Community
    • Login

    Entering curly quote marks as UDL operators, or keywords

    Scheduled Pinned Locked Moved Help wanted · · · – – – · · ·
    4 Posts 3 Posters 275 Views
    Loading More Posts
    • Oldest to Newest
    • Newest to Oldest
    • Most Votes
    Reply
    • Reply as topic
    Log in to reply
    This topic has been deleted. Only users with topic management privileges can see it.
    • Ian OhI
      Ian Oh
      last edited by

      Hi

      When I enter “” or ‘’ … the curly counterparts of the quotations marks on our keyboards into any of the Operators of the UDL, to help me find unbalanced curly quotes, it does not register. Entering the straight quotes work. I can see clearly where the text has missed a closed quote.
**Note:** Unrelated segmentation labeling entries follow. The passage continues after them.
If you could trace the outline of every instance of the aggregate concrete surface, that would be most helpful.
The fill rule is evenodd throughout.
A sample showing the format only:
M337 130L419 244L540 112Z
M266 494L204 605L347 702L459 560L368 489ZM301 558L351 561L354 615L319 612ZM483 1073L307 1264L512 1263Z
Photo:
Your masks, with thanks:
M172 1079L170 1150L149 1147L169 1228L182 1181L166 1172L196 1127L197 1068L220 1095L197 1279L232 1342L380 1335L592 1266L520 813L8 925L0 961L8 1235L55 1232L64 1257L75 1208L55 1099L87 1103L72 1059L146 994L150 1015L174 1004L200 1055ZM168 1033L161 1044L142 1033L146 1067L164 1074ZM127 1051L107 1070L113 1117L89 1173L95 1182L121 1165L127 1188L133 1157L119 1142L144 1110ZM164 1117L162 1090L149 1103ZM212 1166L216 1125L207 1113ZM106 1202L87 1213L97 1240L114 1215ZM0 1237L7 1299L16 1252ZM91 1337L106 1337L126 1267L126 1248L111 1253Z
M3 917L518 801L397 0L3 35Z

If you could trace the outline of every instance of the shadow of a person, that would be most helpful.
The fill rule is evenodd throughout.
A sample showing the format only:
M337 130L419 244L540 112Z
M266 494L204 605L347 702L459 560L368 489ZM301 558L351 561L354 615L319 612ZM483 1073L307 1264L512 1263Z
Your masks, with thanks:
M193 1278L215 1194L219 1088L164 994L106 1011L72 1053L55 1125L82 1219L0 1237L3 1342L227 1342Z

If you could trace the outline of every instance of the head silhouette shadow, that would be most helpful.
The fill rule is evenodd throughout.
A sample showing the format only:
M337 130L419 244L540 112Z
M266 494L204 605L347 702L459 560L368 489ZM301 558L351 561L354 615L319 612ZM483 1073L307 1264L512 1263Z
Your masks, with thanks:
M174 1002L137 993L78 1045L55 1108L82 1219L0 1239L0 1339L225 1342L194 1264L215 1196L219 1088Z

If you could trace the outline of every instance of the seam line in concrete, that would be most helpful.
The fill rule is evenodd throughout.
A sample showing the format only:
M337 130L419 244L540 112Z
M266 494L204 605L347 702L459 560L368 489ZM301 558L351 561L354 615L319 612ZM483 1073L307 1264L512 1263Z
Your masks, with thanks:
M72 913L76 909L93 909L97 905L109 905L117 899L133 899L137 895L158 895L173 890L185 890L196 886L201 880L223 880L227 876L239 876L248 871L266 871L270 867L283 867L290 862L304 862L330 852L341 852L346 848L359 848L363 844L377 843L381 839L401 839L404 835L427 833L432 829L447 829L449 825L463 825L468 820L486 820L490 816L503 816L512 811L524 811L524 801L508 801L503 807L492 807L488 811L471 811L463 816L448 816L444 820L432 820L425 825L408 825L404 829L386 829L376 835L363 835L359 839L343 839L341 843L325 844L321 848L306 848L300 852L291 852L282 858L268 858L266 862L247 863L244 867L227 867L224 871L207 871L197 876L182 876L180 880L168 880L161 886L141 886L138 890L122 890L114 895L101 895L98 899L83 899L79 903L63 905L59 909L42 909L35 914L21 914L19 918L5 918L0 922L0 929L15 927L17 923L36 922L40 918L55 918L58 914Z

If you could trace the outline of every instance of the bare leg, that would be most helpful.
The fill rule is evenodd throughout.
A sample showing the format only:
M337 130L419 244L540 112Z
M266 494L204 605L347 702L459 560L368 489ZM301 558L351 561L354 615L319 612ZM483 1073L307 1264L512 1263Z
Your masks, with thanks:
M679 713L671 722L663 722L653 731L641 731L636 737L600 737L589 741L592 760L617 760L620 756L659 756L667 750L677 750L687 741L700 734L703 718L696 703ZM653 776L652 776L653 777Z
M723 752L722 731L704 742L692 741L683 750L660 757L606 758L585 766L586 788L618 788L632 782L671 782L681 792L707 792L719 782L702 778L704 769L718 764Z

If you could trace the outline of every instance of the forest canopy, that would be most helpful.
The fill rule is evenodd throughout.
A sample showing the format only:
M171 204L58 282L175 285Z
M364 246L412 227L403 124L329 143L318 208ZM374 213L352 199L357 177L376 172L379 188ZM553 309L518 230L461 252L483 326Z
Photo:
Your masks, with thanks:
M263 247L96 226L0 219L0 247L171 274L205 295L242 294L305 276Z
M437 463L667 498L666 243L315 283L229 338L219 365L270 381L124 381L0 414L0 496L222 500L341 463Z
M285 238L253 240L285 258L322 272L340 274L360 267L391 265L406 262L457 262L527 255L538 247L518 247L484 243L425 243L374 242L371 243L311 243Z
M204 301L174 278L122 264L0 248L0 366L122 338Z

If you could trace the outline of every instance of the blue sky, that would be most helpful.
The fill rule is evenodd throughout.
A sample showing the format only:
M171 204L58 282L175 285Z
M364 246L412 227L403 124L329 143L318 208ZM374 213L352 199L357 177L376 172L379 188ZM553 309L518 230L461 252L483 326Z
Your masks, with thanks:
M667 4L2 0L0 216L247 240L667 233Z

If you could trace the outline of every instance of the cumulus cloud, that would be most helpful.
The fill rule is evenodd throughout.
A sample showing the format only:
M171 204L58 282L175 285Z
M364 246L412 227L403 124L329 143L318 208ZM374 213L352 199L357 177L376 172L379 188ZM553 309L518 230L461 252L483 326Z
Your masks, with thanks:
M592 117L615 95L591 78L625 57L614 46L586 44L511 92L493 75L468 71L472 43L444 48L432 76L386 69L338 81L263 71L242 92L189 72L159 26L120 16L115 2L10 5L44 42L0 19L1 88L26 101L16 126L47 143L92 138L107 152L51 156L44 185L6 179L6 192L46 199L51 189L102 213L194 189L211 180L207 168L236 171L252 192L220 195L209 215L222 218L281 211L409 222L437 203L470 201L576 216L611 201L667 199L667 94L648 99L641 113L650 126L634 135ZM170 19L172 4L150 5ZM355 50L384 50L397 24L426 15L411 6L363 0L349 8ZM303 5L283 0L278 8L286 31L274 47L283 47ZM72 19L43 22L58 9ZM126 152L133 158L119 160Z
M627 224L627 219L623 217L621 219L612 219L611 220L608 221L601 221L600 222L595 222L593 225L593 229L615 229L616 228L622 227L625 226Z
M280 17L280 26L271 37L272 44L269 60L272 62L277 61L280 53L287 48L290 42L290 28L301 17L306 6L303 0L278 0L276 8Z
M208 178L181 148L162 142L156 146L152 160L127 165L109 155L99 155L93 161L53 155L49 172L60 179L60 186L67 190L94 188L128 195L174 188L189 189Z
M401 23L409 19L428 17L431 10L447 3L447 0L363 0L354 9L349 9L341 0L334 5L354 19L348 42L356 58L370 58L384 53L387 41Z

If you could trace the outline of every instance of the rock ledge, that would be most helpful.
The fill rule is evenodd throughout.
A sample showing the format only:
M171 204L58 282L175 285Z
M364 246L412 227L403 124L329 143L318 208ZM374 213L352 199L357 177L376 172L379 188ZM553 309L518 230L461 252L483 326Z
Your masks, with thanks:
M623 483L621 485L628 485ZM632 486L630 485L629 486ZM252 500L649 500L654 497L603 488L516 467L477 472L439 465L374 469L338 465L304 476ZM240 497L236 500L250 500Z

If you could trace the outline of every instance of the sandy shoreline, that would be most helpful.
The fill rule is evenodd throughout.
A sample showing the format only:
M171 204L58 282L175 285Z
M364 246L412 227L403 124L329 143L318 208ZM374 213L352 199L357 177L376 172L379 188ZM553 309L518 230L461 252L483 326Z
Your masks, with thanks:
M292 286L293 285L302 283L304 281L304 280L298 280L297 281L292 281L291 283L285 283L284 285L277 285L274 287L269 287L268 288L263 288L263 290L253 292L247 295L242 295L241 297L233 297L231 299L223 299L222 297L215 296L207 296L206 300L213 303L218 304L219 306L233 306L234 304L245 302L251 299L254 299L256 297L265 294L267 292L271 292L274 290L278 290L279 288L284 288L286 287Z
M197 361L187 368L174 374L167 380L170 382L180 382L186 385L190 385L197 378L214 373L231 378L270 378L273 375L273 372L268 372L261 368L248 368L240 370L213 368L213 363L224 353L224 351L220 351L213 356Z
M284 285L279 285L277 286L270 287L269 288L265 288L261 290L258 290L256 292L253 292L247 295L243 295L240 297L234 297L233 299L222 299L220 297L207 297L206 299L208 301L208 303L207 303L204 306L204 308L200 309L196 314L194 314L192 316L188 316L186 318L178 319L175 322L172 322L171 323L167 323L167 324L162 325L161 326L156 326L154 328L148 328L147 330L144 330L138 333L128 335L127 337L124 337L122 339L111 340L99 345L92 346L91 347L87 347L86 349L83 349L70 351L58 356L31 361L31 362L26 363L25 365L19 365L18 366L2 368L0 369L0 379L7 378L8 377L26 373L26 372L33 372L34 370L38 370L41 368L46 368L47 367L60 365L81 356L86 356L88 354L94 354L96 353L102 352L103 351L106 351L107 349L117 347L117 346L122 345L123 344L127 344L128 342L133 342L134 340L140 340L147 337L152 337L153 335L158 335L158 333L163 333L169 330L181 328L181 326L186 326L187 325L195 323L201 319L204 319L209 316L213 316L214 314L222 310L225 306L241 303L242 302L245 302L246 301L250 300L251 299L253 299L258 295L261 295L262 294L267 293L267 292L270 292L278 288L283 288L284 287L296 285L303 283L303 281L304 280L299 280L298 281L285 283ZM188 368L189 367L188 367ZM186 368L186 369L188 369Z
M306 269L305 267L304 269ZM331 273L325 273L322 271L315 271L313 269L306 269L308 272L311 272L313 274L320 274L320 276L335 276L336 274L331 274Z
Is there a way for Notepad++ UDL to incorporate the curly quotes?

      Thanks.

      PeterJonesP 1 Reply Last reply Reply Quote 0
      • PeterJonesP
        PeterJones @Ian Oh
        last edited by

        @Ian-Oh ,

        The UDL implementation isn’t very strong when it comes to non-ASCII Unicode characters. There have been many bug-reports/feature-requests to improve Unicode handling in the UDL, but none of them have been addressed. Sorry.

        However, you might be able to get something good enough for your purposes by using the Search > Mark dialog:

        "normal"
        “blah blah”
        “imbalanced open “blah”
        “imbalanced close” blah”
        

        FIND = “[^”]*“[^”]*”|“[^”]*”[^“]*”, purge each search, search-mode = regular expression

        fde9bb78-f3fc-4857-b35e-b71066beaeab-image.png

        That find looks for (1) an open double-quote followed by 0 or more characters that aren’t a close, followed by another open, followed by 0 or more characters that aren’t a close, followed by a close (thus finding an extra imbalanced open quote); OR (2) open followed by 0-or-more non-close, followed by close, followed by 0-or-more non-open, followed by another close (thus finding an extra imbalanced close quote).

        Ian OhI 1 Reply Last reply Reply Quote 1
        • Ian OhI
          Ian Oh @PeterJones
          last edited by

          @PeterJones

          Wow! That’s a thing of beauty… or as we’d say down under … Ubewdy! Thank you very much.

          And thanks for explaining the limitations of UDL to ASCII.

          1 Reply Last reply Reply Quote 1
          • guy038G
            guy038
            last edited by guy038

            Hello, @ian-oh, @peterjones, @alan-kilborn and All,

            Sorry for not being very responsive, but I am currently on vacation and consult our forum rather rarely !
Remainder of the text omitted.